Volume 2016 | Article ID 9247493 | https://doi.org/10.1155/2016/9247493

Erythropoietin Restores Long-Term Neurocognitive Function Involving Mechanisms of Neuronal Plasticity in a Model of Hyperoxia-Induced Preterm Brain Injury

Daniela Hoeber,^1,2Marco Sifringer,³Yohan van de Looij,^4,5Josephine Herz,¹Stéphane V. Sizonenko,⁴Karina Kempe,¹Meray Serdar,¹Joanna Palasz,¹Martin Hadamitzky,⁶Stefanie Endesfelder,⁷Joachim Fandrey,²and Ursula Felderhoff-Müser¹ et al.

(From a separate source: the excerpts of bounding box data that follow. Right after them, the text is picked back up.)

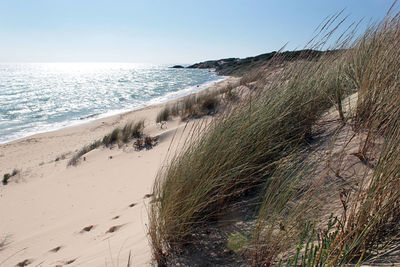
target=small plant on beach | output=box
[67,140,102,166]
[156,106,171,123]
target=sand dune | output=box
[0,79,236,266]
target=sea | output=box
[0,63,226,144]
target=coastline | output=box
[0,77,238,266]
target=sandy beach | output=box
[0,78,235,266]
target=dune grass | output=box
[67,120,144,166]
[149,9,400,266]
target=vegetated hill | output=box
[187,49,337,76]
[149,13,400,267]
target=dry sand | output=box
[0,78,236,266]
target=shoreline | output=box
[0,76,230,146]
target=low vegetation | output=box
[156,83,239,125]
[68,120,144,166]
[149,9,400,266]
[2,169,20,185]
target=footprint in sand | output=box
[50,246,62,253]
[80,225,94,233]
[106,224,123,234]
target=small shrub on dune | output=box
[67,140,102,166]
[102,128,120,147]
[2,169,19,185]
[149,10,400,266]
[121,120,144,143]
[200,95,219,115]
[156,106,171,123]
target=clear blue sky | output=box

Academic Editor: Serafina Perrone

Received22 Mar 2016

Revised31 May 2016

Accepted13 Jun 2016

Published14 Jul 2016

Abstract

Cerebral white and grey matter injury is the leading cause of an adverse neurodevelopmental outcome in prematurely born infants. High oxygen concentrations have been shown to contribute to the pathogenesis of neonatal brain damage. Here, we focused on motor-cognitive outcome up to the adolescent and adult age in an experimental model of preterm brain injury. In search of the putative mechanisms of action we evaluated oligodendrocyte degeneration, myelination, and modulation of synaptic plasticity-related molecules. A single dose of erythropoietin (20,000 IU/kg) at the onset of hyperoxia (24 hours, 80% oxygen) in 6-day-old Wistar rats improved long-lasting neurocognitive development up to the adolescent and adult stage. Analysis of white matter structures revealed a reduction of acute oligodendrocyte degeneration. However, erythropoietin did not influence hypomyelination occurring a few days after injury or long-term microstructural white matter abnormalities detected in adult animals. Erythropoietin administration reverted hyperoxia-induced reduction of neuronal plasticity-related mRNA expression up to four months after injury. Thus, our findings highlight the importance of erythropoietin as a neuroregenerative treatment option in neonatal brain injury, leading to improved memory function in adolescent and adult rats which may be linked to increased neuronal network connectivity.

1. Introduction

Over the last 20 years considerable progress in the care of high-risk prematurely born infants has led to increased survival, but also to a change in the pattern of pathology associated with neurological impairments [1]. Cystic focal lesions leading to cerebral palsy are now less common [2, 3], but the predominant neuropathological hallmark is a more subtle and diffuse type of damage involving impaired development of grey and white matter [4]. Recent findings from clinical MRI studies at term equivalent age led to the assumption that adverse neurodevelopmental outcome is primarily attributed to disturbed glial maturation and neural connectivity rather than to cell death alone [5]. As a result, survivors of preterm birth suffer from altered function ranging from severe motor impairment to cognitive problems, attention deficit disorders, behavioural alterations, and psychiatric disease [6, 7]. The latter have brought the search for neuroprotective and/or regenerative therapies into the focus of preclinical experiments to prepare for clinical trials. Since preterm brain injury involves a complex pathophysiology with acute and chronic phases, preclinical testing of potential therapeutic compounds targeting multiple mechanisms of neural cell injury and maturation in adequate experimental models is highly warranted. Epidemiological studies revealed that exposure to high oxygen concentrations at atmospheric pressure is a contributor to a poor outcome in survivors of preterm birth [8, 9], leading to caution with the use of supplementary oxygen during the perinatal period [10]. Therefore a preterm rodent model of oxygen-induced brain damage has been developed mimicking the clinical situation [11, 12]. Hyperoxia-triggered subtle neurodegeneration in rodents is associated with inflammation, oxidative stress response, growth factor deficiency, and transient hypomyelination with long-lasting microstructural changes in the white matter [13–17]. Recent studies in rodents further revealed hyperactivity and coordination deficits at adolescent age [18] and cognitive impairment persisting into adulthood [19], which parallel the clinical situation in preterm infants.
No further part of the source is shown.